Le mur construit le long de l’autoroute qui conduit au port de Calais. | PHILIPPE HUGUEN / AFP

Jérôme Vignon est président de l’Observatoire national de la pauvreté et de l’exclusion sociale. Le ministre de l’intérieur Bernard Cazeneuve lui avait commandé un rapport sur l’après-démantèlement de la « jungle » à Calais. Avec le préfet Jean Aribaud, M. Vignon a remis à la fin d’octobre un travail, qui n’a pas été suivi, ni même rendu public, par Emmanuelle Cosse et Bruno Le Roux.

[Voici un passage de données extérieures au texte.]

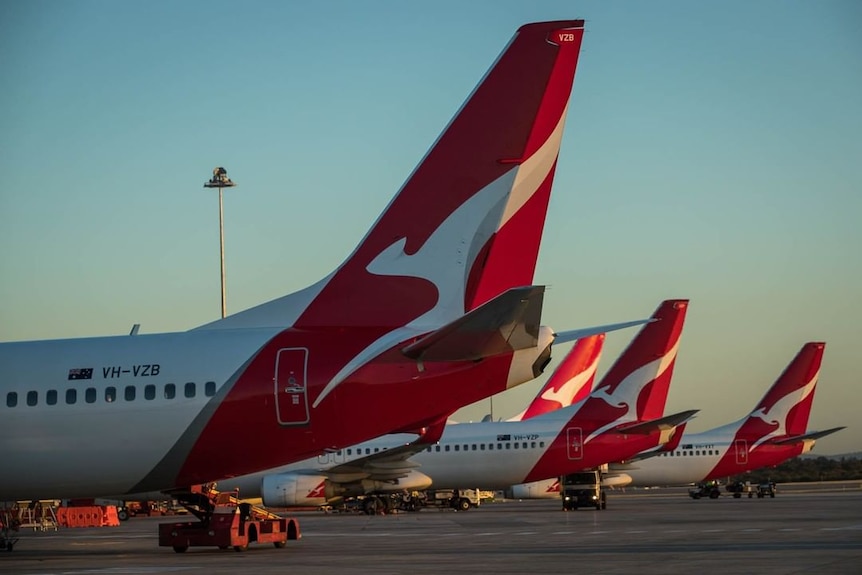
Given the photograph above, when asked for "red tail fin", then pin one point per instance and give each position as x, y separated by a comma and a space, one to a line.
571, 381
647, 363
788, 401
466, 225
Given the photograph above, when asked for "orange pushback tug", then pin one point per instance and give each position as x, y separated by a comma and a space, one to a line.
225, 522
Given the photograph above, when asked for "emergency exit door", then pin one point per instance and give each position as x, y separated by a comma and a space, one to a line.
291, 389
740, 447
575, 443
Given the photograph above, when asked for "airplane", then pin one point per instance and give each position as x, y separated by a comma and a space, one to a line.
621, 417
774, 431
437, 299
571, 381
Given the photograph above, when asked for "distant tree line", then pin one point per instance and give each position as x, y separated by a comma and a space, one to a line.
801, 469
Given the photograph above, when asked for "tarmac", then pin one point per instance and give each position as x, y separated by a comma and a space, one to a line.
806, 528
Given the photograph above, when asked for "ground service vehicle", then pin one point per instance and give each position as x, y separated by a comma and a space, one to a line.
766, 489
706, 489
582, 489
225, 522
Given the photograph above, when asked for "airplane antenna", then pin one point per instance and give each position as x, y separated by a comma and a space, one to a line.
220, 180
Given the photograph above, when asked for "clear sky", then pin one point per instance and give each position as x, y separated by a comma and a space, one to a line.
712, 151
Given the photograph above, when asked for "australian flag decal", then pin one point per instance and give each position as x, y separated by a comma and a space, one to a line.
81, 373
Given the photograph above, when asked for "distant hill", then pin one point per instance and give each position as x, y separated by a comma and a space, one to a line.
847, 466
838, 457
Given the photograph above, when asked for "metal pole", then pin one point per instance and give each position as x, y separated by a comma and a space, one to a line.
221, 250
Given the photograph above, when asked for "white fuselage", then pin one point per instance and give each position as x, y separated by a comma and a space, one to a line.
111, 424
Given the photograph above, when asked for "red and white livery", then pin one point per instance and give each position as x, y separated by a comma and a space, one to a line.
433, 298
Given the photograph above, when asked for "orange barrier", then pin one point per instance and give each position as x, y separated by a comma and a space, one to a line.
88, 516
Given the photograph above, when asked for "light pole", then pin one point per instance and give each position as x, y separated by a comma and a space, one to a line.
220, 180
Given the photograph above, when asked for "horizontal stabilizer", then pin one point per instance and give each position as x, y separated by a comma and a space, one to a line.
389, 464
807, 436
508, 322
573, 334
661, 424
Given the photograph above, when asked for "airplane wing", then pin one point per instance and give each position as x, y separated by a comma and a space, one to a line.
665, 423
508, 322
806, 436
386, 465
573, 334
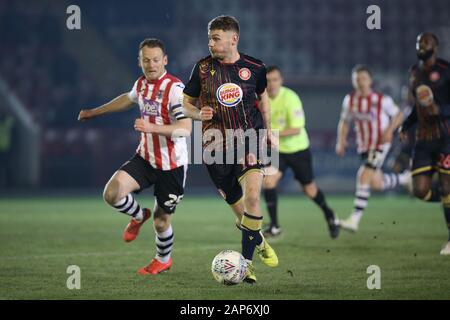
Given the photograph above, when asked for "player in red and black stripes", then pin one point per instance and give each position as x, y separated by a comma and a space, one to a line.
225, 86
430, 91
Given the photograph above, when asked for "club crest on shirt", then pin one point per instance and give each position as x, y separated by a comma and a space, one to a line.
229, 94
435, 76
150, 107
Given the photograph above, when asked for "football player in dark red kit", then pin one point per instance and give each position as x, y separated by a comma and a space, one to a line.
430, 90
226, 86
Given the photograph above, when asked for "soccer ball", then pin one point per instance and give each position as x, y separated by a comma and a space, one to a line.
229, 267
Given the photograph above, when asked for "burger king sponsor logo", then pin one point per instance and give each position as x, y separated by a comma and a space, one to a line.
245, 74
229, 94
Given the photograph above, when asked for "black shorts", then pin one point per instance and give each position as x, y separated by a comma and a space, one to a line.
374, 159
301, 164
227, 177
431, 156
169, 184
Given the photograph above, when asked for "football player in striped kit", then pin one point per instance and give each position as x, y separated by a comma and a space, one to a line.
375, 117
161, 158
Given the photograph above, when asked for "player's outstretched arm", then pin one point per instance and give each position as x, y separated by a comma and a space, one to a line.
341, 143
181, 128
120, 103
191, 111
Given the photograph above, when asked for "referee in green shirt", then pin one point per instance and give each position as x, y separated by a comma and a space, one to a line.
288, 117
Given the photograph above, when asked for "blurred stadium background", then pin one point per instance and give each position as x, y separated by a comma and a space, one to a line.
48, 73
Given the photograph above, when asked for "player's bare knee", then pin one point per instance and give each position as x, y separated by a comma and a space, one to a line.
310, 190
252, 201
111, 192
161, 223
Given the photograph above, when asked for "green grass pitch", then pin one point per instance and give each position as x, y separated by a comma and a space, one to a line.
41, 237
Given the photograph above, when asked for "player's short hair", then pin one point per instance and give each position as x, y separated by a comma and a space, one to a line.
270, 69
153, 43
435, 38
225, 23
362, 68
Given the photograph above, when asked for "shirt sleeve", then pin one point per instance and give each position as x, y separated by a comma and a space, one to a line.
296, 115
176, 100
193, 86
345, 111
389, 106
132, 95
261, 82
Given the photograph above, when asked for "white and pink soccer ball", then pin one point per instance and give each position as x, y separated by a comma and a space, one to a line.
229, 267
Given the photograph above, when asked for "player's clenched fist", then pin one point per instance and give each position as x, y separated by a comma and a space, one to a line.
143, 126
85, 115
206, 113
340, 149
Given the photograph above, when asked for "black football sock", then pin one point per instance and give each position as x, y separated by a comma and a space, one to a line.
319, 199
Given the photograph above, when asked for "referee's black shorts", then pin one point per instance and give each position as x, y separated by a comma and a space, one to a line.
301, 164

Vous avez été mandaté en octobre pour penser « l’après-jungle »… Le ministre de l’intérieur d’alors, Bernard Cazeneuve, vous avez demandé d’analyser les besoins en matière d’accueil sur le territoire de la ville de Calais. Vous reconnaissez-vous dans les propositions faites ce matin par Emmanuelle Cosse, la ministre du logement ?

Jérôme Vignon : Notre rapport proposait une autre option que celle choisie par le gouvernement. Nous proposions en effet la mise en place d’une structure d’accueil d’urgence minimaliste sur le territoire de Calais, parce que c’est un lieu de passage depuis des décennies. Ce lieu aurait reçu pour un temps très court ce que nous avons appelé les « flux rémanents » après le démantèlement de la « jungle » en octobre dernier.

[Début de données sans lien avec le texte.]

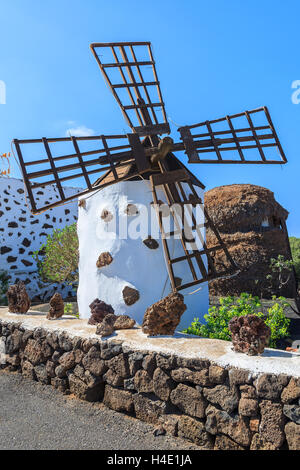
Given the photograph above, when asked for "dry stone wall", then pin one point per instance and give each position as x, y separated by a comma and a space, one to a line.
222, 408
22, 233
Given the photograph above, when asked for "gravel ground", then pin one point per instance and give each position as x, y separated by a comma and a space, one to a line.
35, 416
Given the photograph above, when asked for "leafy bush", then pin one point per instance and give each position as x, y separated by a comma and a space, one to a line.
3, 287
217, 319
57, 259
295, 247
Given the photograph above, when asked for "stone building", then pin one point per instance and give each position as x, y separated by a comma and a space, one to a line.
253, 226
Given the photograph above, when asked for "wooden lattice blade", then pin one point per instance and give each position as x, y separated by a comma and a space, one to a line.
248, 137
130, 72
77, 162
190, 221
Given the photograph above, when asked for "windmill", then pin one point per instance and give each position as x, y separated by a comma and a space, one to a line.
148, 153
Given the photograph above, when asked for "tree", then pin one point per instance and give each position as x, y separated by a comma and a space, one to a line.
57, 259
295, 247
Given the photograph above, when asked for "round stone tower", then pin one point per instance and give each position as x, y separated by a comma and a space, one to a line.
253, 226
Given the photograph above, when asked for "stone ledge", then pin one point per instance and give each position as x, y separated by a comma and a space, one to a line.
193, 387
272, 361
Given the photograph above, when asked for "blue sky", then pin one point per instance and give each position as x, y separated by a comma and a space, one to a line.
233, 55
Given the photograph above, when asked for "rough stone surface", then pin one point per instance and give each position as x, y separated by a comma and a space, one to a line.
149, 363
57, 307
118, 400
169, 422
179, 394
292, 412
81, 390
119, 365
149, 409
238, 211
163, 317
162, 384
270, 386
105, 259
291, 392
143, 382
18, 299
227, 398
130, 295
248, 407
106, 327
250, 334
189, 400
225, 443
123, 322
272, 422
239, 376
99, 310
233, 426
151, 243
92, 361
292, 432
37, 352
194, 430
193, 376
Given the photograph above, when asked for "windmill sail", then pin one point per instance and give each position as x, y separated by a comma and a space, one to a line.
189, 230
130, 72
77, 161
249, 137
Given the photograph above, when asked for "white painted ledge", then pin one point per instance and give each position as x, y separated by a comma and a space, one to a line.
272, 361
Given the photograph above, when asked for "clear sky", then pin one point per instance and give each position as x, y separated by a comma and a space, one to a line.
213, 58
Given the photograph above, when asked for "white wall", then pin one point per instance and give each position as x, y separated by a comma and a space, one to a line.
21, 233
134, 264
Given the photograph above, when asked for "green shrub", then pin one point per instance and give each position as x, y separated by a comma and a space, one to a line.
295, 248
57, 259
217, 319
3, 287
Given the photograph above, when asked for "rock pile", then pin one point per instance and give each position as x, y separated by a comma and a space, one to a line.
250, 334
216, 407
99, 310
56, 307
112, 322
18, 299
164, 316
252, 224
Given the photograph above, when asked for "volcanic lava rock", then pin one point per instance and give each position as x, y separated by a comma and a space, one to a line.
130, 295
250, 334
18, 299
163, 317
123, 322
106, 215
106, 327
56, 307
99, 310
252, 226
105, 259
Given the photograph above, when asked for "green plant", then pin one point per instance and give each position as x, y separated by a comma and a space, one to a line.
3, 287
217, 319
68, 309
295, 248
57, 259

« Flux rémanent »… Qu’entendez-vous par là ?

Nous avons proposé dans notre rapport un dispositif d’accueil d’urgence qui aurait permis de recevoir entre dix et vingt personnes par jour, pour un temps très court. Ces migrants auraient été très rapidement acheminés vers un centre de transit organisé plus loin de la frontière avec la Grande Bretagne. Nous préconisions que ce second camp puisse recevoir entre soixante-dix et deux cents hommes, entre trente et cent vingt femmes et entre soixante et deux cent quarante mineurs isolés, selon les saisons et les besoins.

Pourquoi, à vos yeux, le ministère n’a-t-il pas choisi l’option que vous lui proposiez, alors que vous êtes un peu l’inventeur des CAO, les centres d’accueil et d’orientation répartis sur le territoire français ?

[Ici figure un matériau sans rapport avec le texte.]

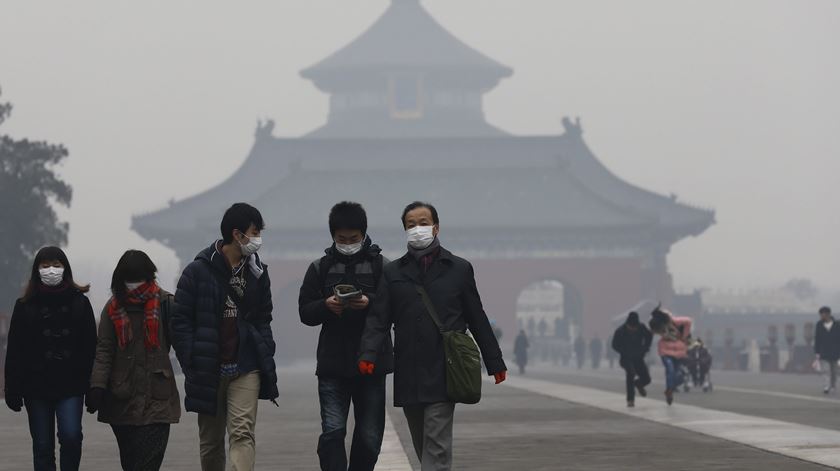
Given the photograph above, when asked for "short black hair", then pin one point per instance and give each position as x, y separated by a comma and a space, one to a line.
348, 215
134, 265
421, 204
240, 216
48, 254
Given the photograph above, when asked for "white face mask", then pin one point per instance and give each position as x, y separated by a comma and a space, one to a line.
349, 249
253, 245
51, 276
420, 237
133, 286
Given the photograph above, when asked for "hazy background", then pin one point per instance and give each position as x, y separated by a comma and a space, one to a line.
731, 105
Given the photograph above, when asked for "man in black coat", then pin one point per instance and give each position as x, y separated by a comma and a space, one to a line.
420, 371
632, 341
827, 347
351, 260
222, 335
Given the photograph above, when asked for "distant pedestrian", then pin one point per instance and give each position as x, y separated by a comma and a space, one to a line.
632, 342
610, 353
827, 347
49, 357
580, 351
133, 385
674, 333
520, 351
596, 349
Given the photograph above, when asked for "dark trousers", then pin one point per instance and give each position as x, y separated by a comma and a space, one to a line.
635, 373
141, 446
367, 394
43, 417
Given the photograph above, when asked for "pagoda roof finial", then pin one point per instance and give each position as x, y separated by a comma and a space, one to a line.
406, 35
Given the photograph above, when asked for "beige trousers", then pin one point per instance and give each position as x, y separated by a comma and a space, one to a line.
236, 414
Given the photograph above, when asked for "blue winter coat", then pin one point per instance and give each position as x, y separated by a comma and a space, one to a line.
200, 299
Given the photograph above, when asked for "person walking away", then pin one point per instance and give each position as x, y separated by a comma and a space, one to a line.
699, 361
610, 353
520, 351
827, 348
49, 356
632, 341
354, 261
426, 292
580, 351
595, 347
674, 333
221, 333
133, 385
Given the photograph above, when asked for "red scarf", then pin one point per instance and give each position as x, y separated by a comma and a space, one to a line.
146, 294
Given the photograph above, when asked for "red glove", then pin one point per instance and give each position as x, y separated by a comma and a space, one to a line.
500, 376
366, 367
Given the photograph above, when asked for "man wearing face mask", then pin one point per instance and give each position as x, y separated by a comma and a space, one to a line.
351, 260
419, 366
222, 335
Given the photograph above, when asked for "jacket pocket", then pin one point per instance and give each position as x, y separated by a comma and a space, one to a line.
161, 385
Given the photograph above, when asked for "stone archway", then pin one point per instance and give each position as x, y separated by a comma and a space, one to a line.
550, 308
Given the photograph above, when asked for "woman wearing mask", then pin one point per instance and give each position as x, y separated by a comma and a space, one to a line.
132, 385
51, 345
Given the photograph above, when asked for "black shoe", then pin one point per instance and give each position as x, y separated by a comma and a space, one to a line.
641, 390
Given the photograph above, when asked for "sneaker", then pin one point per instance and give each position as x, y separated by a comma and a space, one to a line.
641, 390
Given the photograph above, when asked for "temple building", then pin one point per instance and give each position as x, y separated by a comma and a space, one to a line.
406, 122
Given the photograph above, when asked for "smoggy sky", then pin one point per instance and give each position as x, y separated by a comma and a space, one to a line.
730, 105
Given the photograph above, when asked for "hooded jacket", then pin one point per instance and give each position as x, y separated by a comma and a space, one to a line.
200, 301
674, 343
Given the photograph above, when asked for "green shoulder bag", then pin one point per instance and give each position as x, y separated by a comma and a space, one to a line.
463, 360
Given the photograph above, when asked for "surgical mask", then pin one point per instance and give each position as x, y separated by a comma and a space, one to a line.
349, 249
51, 276
253, 245
133, 286
420, 237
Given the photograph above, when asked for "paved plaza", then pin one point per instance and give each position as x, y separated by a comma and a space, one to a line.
552, 419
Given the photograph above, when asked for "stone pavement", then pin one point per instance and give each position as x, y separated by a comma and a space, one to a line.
512, 429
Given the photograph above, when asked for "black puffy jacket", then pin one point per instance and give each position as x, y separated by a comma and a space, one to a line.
827, 342
200, 299
340, 337
632, 344
51, 347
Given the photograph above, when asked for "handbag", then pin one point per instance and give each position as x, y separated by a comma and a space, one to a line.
462, 359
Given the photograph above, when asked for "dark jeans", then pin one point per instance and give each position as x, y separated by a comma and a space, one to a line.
141, 446
368, 396
636, 373
42, 421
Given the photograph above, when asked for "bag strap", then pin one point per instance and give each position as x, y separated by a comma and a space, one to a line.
430, 308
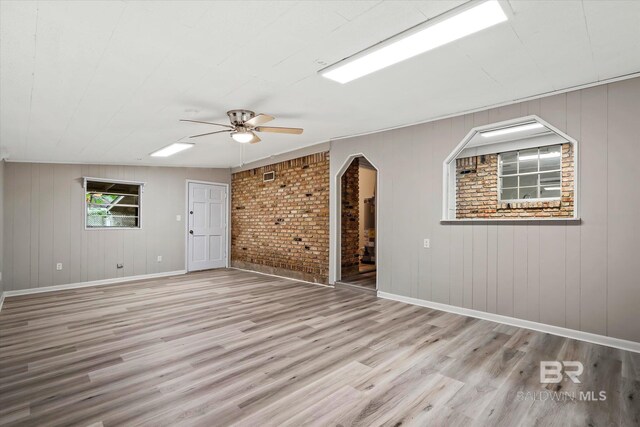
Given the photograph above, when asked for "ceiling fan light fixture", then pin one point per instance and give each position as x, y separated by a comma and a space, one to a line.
243, 137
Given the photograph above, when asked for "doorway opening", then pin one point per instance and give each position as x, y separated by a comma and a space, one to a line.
358, 218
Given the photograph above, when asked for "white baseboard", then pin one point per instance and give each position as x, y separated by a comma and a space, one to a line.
88, 284
527, 324
282, 277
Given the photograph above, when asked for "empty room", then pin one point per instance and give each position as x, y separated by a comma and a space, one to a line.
323, 213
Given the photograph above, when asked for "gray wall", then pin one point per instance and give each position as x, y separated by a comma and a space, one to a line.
1, 222
582, 276
44, 224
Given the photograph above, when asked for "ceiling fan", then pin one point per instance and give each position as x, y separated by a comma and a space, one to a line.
244, 125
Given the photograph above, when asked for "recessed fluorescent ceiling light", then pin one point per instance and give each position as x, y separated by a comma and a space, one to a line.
511, 129
453, 25
172, 149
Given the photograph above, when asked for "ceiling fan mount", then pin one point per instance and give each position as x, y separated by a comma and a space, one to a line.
243, 126
238, 117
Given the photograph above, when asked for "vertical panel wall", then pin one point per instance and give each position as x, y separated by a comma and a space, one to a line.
583, 276
1, 222
44, 224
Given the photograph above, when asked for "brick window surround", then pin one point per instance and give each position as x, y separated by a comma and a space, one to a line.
477, 191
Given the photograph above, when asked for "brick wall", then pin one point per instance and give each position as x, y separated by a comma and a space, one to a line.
477, 191
350, 219
282, 227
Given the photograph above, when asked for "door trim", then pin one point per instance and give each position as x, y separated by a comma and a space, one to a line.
186, 219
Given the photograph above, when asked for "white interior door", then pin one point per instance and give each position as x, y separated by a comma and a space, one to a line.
207, 240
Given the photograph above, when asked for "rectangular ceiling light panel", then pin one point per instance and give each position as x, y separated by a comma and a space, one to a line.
451, 26
172, 149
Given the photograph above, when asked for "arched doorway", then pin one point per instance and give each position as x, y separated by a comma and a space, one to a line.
358, 219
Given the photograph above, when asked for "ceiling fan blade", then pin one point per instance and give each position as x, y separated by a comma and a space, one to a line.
296, 131
258, 120
209, 133
255, 139
206, 123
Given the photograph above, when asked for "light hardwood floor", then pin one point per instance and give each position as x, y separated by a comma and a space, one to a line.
229, 347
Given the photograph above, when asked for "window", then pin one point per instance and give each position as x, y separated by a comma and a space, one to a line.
112, 204
531, 174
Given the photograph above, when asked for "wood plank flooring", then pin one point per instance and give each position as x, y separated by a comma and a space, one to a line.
227, 347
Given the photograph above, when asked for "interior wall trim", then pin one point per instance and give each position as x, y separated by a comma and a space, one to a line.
88, 284
521, 323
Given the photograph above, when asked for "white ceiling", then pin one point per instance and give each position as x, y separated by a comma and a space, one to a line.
106, 82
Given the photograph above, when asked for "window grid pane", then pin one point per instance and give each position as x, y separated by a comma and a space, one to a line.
530, 174
112, 204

Il n’a pas voulu de cet accueil minimaliste par peur d’un appel d’air. Dès décembre, une fois que le gouvernement a observé que les migrants évacués de Calais restaient majoritairement dans les CAO, ils nous ont annoncé qu’ils n’opteraient pas pour notre solution.

Vous voulez dire qu’ils vous ont annoncé cela en décembre c’est-à-dire bien avant l’augmentation du nombre d’arrivées que connaît le Calaisis aujourd’hui ?

Effectivement. Aujourd’hui des migrants arrivent à Calais directement d’Italie, sans avoir été arrêtés avant en traversant la France. La situation est différente de celle du Calaisis en décembre.

Êtes-vous déçu de ce choix du gouvernement, alors que vous vous êtes attaché à proposer une formule viable et très raisonnée ?

Je fais crédit au gouvernement d’avoir opté pour la formule qui lui semblait la meilleure. Je regrette quand même de n’avoir pas pu débattre avec le ministère de l’intérieur de ce sujet. Nous avions en effet proposé un accueil très minimaliste, qui n’a pas été discuté. La crainte de l’appel d’air l’a une nouvelle fois emporté.